CU Boulder, Fall 2008


Kiley Bielecki-Mooney, Caitlin Ascher, Meagan Brozovich


The purpose of our investigation was to test the relationship between color of light and reaction times. We examined visual stimulus in relation to the physiology of the human brain and learned reactions to color, (green, blue, white and red). We hypothesized that red has the most obvious association as a learned stimulant, especially as a connection to stop signs and traffic lights. According to color expert and strategist Kate Smith, red stimulates energy and can increase your heartbeat, blood pressure, respiration, and pulse rate more than any other color (Smith 2008). We also looked at the difference in reaction times in dark versus light situations because we hypothesized that distractions (present in the light) also play a major role on the reaction time to color. According to The American Journal of Psychology, the reaction times vary in light and dark situations (Lemmon 1936). We tested two predictions: 1) If humans respond faster with less distraction, then their reaction times will be faster in the dark and 2) If our eyes respond to different colors at different rates then reaction times will vary with the color of light illuminated.          

            We began the experiment by testing 9 individualsÕ reaction times by randomly selecting which light would be illuminated. Then, they would press the corresponding button to that color which would then display their reaction time. We did this in a light situation as well as in a dark situation.

            The red light in the dark situation resulted in the fastest reaction time and the blue in the dark situation resulted in the slowest reaction time. Overall, reaction times were faster in the light. We reject our hypothesis that our reaction times would be aster in the dark. According to our T-test, our P-value was 0.58, which shows that there was not a significant difference in our values. We failed to reject our second hypothesis as reaction times did vary with the color illuminated.
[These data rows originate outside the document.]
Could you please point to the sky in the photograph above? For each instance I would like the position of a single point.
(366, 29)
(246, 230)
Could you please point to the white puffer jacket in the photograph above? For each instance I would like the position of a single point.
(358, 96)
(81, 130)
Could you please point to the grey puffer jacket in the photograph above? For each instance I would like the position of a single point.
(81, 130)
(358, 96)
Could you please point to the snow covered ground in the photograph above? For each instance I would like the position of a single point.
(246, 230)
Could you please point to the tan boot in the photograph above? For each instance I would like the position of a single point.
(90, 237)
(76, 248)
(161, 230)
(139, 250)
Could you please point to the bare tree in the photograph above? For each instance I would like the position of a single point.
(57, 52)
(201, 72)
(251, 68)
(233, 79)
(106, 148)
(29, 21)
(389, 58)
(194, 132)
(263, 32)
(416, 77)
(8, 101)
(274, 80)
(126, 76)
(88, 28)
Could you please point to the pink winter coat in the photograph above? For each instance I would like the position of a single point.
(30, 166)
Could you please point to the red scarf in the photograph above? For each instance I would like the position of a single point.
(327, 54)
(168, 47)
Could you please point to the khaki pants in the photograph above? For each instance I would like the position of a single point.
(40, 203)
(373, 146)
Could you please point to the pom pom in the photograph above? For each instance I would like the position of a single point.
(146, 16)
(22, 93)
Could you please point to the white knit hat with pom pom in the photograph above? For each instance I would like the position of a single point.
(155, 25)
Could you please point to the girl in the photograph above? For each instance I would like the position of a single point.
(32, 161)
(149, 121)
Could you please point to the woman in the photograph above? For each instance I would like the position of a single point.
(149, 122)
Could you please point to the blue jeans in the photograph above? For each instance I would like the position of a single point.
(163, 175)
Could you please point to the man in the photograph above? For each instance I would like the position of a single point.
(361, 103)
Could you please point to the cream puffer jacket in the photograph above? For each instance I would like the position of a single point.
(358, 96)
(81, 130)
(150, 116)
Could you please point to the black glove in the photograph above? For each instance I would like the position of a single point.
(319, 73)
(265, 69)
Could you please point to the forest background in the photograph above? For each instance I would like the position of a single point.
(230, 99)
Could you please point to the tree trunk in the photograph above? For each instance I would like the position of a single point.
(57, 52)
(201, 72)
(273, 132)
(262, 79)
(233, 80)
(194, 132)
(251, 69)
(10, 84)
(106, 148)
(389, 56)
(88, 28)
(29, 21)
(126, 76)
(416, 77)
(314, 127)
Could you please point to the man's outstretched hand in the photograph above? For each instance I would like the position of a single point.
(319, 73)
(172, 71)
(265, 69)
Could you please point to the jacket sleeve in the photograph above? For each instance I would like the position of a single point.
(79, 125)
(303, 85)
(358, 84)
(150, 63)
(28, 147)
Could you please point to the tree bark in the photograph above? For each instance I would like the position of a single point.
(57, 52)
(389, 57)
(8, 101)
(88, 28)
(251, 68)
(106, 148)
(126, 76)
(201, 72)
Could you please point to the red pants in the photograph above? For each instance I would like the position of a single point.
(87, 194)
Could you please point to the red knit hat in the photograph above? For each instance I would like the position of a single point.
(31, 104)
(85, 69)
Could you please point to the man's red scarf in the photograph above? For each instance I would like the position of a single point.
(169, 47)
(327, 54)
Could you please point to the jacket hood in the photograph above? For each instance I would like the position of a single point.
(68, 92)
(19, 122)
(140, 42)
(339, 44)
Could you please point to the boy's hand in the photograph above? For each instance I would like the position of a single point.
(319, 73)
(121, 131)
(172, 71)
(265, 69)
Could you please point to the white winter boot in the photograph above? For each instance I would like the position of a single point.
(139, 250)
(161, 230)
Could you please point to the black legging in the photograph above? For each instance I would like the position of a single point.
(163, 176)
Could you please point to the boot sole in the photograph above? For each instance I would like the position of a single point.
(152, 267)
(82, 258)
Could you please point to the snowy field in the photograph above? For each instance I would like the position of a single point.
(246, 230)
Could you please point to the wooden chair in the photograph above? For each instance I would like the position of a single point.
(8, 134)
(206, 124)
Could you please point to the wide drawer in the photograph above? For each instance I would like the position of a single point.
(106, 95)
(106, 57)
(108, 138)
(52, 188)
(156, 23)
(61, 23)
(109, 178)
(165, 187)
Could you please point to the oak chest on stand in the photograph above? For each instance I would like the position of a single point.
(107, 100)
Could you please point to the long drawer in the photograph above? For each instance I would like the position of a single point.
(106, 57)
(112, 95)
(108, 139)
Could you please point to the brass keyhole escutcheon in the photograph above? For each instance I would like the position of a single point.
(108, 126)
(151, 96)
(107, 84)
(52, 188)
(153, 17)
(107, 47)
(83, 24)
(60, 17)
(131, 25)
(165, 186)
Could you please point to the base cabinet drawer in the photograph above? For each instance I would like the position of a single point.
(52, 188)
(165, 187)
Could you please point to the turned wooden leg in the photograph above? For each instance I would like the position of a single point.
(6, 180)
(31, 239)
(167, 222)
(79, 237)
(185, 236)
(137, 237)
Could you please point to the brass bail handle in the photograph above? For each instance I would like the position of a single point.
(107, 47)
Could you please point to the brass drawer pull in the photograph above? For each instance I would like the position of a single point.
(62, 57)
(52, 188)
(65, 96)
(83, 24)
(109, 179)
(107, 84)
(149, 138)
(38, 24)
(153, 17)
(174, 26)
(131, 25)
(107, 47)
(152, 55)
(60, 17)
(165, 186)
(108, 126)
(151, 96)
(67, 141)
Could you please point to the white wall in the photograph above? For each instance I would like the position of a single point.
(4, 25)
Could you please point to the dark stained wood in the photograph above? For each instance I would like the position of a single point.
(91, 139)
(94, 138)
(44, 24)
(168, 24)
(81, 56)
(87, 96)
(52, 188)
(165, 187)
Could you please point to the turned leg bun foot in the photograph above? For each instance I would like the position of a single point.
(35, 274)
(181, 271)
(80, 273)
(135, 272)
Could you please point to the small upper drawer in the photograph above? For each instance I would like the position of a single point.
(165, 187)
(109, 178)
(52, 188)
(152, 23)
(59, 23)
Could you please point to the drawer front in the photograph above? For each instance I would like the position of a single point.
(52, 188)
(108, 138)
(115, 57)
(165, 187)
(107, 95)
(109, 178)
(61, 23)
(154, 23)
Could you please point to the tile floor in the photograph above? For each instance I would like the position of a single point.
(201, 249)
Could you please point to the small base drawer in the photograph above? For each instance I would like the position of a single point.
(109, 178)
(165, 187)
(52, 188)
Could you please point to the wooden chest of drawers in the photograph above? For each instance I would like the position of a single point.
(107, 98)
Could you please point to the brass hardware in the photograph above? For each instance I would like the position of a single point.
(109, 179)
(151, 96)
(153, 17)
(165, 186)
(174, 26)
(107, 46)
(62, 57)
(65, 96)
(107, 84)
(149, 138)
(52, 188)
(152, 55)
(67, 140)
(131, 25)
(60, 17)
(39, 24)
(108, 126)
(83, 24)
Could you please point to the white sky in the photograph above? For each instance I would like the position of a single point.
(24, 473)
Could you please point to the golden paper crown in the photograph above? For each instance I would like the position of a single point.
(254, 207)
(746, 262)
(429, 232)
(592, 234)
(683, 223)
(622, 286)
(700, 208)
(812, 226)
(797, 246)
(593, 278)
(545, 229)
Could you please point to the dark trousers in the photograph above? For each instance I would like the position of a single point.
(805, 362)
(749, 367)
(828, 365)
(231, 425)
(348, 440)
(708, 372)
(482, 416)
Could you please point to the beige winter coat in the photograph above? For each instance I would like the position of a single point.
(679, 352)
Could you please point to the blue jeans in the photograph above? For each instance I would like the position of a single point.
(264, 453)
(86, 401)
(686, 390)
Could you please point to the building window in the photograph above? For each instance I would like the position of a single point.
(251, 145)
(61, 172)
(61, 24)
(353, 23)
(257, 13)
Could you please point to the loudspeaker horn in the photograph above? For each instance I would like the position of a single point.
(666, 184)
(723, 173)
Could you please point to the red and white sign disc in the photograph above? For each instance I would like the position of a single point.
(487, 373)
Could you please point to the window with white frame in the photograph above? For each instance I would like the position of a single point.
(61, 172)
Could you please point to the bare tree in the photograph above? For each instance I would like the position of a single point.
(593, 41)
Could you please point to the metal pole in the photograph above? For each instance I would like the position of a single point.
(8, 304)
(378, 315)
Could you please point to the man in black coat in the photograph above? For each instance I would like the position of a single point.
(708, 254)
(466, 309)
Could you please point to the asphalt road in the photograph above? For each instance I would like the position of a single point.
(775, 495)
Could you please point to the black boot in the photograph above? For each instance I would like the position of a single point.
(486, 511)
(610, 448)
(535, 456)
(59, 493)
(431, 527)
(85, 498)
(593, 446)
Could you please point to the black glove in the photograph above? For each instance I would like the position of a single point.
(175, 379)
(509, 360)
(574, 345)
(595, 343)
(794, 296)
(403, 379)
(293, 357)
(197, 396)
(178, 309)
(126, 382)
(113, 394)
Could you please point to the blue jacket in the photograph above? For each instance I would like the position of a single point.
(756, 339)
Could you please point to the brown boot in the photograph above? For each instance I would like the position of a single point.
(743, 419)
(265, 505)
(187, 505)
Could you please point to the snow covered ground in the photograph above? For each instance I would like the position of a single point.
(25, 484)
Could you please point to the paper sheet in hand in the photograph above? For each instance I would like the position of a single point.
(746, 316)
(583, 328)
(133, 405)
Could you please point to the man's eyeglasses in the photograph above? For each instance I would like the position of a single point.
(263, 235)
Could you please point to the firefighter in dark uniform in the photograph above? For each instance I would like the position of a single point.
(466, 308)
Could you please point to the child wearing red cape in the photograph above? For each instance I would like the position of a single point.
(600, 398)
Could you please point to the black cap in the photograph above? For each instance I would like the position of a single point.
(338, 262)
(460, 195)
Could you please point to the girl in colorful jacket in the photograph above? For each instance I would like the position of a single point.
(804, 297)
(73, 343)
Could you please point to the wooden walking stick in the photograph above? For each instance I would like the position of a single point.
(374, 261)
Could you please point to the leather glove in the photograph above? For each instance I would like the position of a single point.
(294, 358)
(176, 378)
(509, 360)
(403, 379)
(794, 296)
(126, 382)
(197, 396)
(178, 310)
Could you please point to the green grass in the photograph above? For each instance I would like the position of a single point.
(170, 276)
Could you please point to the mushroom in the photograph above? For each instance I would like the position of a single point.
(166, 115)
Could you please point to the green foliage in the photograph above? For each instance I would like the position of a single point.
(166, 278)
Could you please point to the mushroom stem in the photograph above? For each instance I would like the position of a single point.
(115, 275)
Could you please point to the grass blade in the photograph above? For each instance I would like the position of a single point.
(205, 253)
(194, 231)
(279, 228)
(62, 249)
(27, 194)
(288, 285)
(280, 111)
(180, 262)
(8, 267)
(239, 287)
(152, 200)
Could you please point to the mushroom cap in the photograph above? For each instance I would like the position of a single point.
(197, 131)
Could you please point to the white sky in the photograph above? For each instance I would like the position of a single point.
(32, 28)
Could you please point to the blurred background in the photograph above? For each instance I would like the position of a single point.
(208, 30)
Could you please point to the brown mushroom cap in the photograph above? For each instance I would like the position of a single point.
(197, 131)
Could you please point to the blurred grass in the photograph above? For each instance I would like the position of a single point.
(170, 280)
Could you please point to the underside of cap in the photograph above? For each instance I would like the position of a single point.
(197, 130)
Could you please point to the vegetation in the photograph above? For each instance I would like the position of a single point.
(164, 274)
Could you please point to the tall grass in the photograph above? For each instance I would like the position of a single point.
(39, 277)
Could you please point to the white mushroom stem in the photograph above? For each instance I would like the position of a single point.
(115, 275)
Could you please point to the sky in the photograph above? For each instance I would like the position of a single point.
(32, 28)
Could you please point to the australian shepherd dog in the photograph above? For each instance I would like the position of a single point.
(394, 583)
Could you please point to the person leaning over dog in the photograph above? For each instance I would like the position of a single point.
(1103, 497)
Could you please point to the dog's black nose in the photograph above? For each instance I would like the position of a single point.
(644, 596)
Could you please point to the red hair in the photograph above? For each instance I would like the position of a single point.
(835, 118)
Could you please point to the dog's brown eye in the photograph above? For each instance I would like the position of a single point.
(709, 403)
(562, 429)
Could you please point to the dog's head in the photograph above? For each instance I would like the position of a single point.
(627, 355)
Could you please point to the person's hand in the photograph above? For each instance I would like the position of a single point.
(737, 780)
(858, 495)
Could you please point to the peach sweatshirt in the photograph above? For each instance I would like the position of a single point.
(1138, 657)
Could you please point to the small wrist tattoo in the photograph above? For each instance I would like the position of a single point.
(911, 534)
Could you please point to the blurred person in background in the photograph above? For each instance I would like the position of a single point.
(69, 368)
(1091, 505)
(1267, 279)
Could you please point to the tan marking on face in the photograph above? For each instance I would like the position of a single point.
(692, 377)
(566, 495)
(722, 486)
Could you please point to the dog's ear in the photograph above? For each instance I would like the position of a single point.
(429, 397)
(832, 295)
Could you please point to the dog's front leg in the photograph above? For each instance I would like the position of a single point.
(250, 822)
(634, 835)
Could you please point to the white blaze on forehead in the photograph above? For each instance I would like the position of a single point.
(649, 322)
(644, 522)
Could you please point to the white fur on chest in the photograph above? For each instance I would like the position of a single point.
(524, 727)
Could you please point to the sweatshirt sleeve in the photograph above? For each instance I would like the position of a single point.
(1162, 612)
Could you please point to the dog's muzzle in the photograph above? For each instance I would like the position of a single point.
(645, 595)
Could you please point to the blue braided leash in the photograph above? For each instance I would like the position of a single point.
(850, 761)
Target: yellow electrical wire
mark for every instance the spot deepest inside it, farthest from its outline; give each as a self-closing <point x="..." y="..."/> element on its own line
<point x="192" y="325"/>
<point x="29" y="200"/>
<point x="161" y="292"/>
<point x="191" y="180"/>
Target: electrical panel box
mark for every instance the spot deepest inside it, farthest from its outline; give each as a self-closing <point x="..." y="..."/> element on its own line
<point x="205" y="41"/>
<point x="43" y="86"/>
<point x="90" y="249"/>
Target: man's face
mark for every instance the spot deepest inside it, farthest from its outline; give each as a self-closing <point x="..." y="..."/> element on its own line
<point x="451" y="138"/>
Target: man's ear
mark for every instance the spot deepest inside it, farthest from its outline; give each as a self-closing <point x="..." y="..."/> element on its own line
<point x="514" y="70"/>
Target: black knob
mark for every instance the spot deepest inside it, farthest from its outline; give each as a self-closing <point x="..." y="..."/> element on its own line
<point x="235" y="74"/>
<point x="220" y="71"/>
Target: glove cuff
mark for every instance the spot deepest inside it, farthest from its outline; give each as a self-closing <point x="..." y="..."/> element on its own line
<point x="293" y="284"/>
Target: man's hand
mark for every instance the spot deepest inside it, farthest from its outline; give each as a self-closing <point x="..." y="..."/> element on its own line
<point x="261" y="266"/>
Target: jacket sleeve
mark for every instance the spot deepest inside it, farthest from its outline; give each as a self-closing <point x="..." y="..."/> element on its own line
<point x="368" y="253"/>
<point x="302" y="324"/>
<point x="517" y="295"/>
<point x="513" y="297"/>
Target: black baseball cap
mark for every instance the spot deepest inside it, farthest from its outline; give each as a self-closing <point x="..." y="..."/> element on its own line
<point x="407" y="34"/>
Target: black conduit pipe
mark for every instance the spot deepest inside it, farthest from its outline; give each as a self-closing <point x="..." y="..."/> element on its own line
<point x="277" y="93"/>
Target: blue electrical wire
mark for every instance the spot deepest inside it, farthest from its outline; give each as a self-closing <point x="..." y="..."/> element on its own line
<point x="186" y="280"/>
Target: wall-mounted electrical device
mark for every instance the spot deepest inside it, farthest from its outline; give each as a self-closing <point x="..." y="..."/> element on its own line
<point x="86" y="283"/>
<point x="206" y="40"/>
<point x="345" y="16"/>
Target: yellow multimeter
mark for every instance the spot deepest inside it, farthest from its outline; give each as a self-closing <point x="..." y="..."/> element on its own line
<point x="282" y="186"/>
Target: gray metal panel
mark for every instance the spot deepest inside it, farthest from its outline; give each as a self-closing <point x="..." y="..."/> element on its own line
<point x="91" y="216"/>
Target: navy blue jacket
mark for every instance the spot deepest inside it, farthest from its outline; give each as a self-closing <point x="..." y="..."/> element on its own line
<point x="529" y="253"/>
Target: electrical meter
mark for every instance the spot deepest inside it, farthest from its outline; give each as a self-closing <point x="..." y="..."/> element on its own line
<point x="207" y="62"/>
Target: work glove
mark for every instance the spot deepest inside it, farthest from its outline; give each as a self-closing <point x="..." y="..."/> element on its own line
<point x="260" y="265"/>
            We expected the reaction times to be all together faster in the dark because there was less distraction. This was found to be untrue with our results and this could be the result of error. Error in this situation resulted from people not being able to see the buttons on the reaction timer, resulting in slower reaction times.

            According to the Music and Driving study on the CABLE web page, reaction times with distraction, such as music, were slower than reaction times without music (Blansit 2005). Since we have found results from other studies showing that in situations with less distractions result in faster reaction times, we choose not to fully reject our first hypothesis as in the dark there was less distraction so our error may have played a crucial role in our results. To further investigate, this experiment could lead to physiological studies on how we relate to color from past experiences.

WorksÕ Cited


Lemmon, Vernon W., and Samuel M. Geisinger. "Reaction-Time to

Retinal Stimulation under Light and Dark Adaptation." The American Journal of Psychology 1st ser. 48 (1936): 140-42.


Smith, Kate. "All About the Color Red." Sensational Color. 2008. 24

Oct. 2008 <http://>.


            Blansit, Lindsey. "Music and Driving: A Potentially Lethal Combination? An Investigation into the Influence of an Auditory Stimulus on Reaction Time." General Biology Lab I, EPOB 1230. Oct.-Nov. 2005. University of Colorado, Boulder. 29 Oct. 2008 <>.